Le gouvernement va procéder par décret pour modifier les règles de l'assurance-chômage. Le ministère du travail l'a annoncé ce lundi 22 avril par communiqué, il acte l'échec de la négociation entre partenaires sociaux sur l'emploi des seniors. Il va reprendre la main sur l'assurance chômage, avec de nouvelles règles qui entreront en vigueur dès le 1er juillet.

"Je pense que c'est un rendez-vous manqué des partenaires sociaux", regrette ce lundi sur franceinfo Michel Picon, président de l'U2P, l'Union des entreprises de proximité. "C'était malheureusement ce qui pouvait être prévu et on va voir dans quelles conditions les choses se déclinent. Nous avons fait, nous l'U2P, tout ce que nous pouvions pour essayer de trouver un accord, mais nous avions des partenaires patronaux qui avaient décidé de ne rien lâcher et c'est ce qui s'est passé, et les organisations de salariés à l'unanimité ont toutes rejeté le texte qui était proposé", ajoute-t-il.

franceinfo : Saviez-vous que ça allait se terminer comme ça ?

Michel Picon : Bien sûr, nous le savions. C'est à croire que ça ne dérangeait pas tout le monde.

"L'accord que nous avons passé au mois de novembre était un accord équilibré."

Michel Picon

franceinfo

Les dispositions sur les conséquences du report d'âge pour les seniors, en fonction de la réforme des retraites, n'avaient pas été prises, mais devaient l'être avec un certain nombre de dispositions qui devaient figurer là-dedans. Je voudrais rappeler que dans cet accord du 20 novembre, il y avait une baisse de cotisations des entreprises de 0,05%. C'est 1,5 milliard de cotisations en plus que les organisations que les entreprises de notre pays vont payer parce que cet accord n'a pas été validé.

La ministre du Travail, Catherine Vautrin, précise, selon son entourage, que c'est un crève-cœur pour elle d'en arriver là.

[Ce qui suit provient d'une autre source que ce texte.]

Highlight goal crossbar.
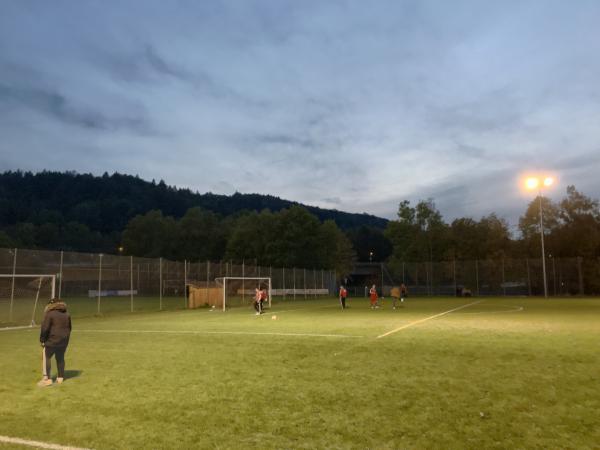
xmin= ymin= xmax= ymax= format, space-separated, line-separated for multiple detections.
xmin=215 ymin=277 xmax=271 ymax=311
xmin=0 ymin=273 xmax=56 ymax=326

Elle me l'a dit aussi vendredi qu'elle aurait préféré que nous trouvions un accord. Je dois dire que ce n'est pas de la responsabilité ni de l'U2P, ni du gouvernement au fond, puisque cette négociation, elle était non pas faite sur une lettre de cadrage, mais une lettre d'orientation qui nous demandait de prendre des dispositions pour maintenir les seniors dans l'emploi et pour faciliter leur recrutement. Nous en avons fait.

Donc ça signifie que le reste du patronat, le Medef et la CPME, n'ont pas joué le jeu ?

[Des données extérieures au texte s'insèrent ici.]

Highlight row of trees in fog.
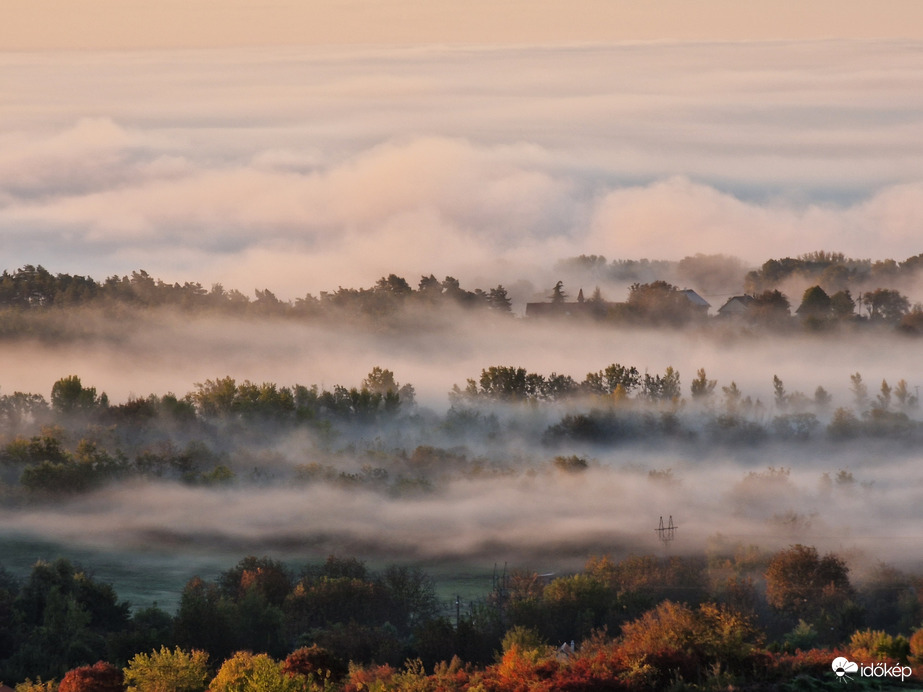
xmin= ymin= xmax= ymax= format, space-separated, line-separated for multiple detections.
xmin=0 ymin=544 xmax=923 ymax=692
xmin=0 ymin=252 xmax=923 ymax=337
xmin=0 ymin=363 xmax=923 ymax=497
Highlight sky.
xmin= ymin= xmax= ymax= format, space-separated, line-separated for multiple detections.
xmin=0 ymin=0 xmax=923 ymax=299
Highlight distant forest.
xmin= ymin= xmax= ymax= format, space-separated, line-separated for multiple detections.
xmin=0 ymin=252 xmax=923 ymax=338
xmin=0 ymin=363 xmax=923 ymax=503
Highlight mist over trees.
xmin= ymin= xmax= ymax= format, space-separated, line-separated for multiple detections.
xmin=0 ymin=253 xmax=923 ymax=692
xmin=0 ymin=251 xmax=923 ymax=340
xmin=0 ymin=544 xmax=923 ymax=692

Ils ont été trop durs dans cette négociation. Les raisons, je ne les connais pas.

Le Premier ministre Gabriel Attal a dit qu'il voulait durcir les règles d'indemnisation des chômeurs pour parvenir au plein-emploi. Il pense, notamment, augmenter la durée de travail pour avoir droit à l'indemnisation. Qu'en pensez-vous ?

Je pense que tant qu'on n'a pas les études d'impact de cette mesure, fournies soit par l'Unédic ou par d'autres établissements habilités à le faire, je suis assez réservé.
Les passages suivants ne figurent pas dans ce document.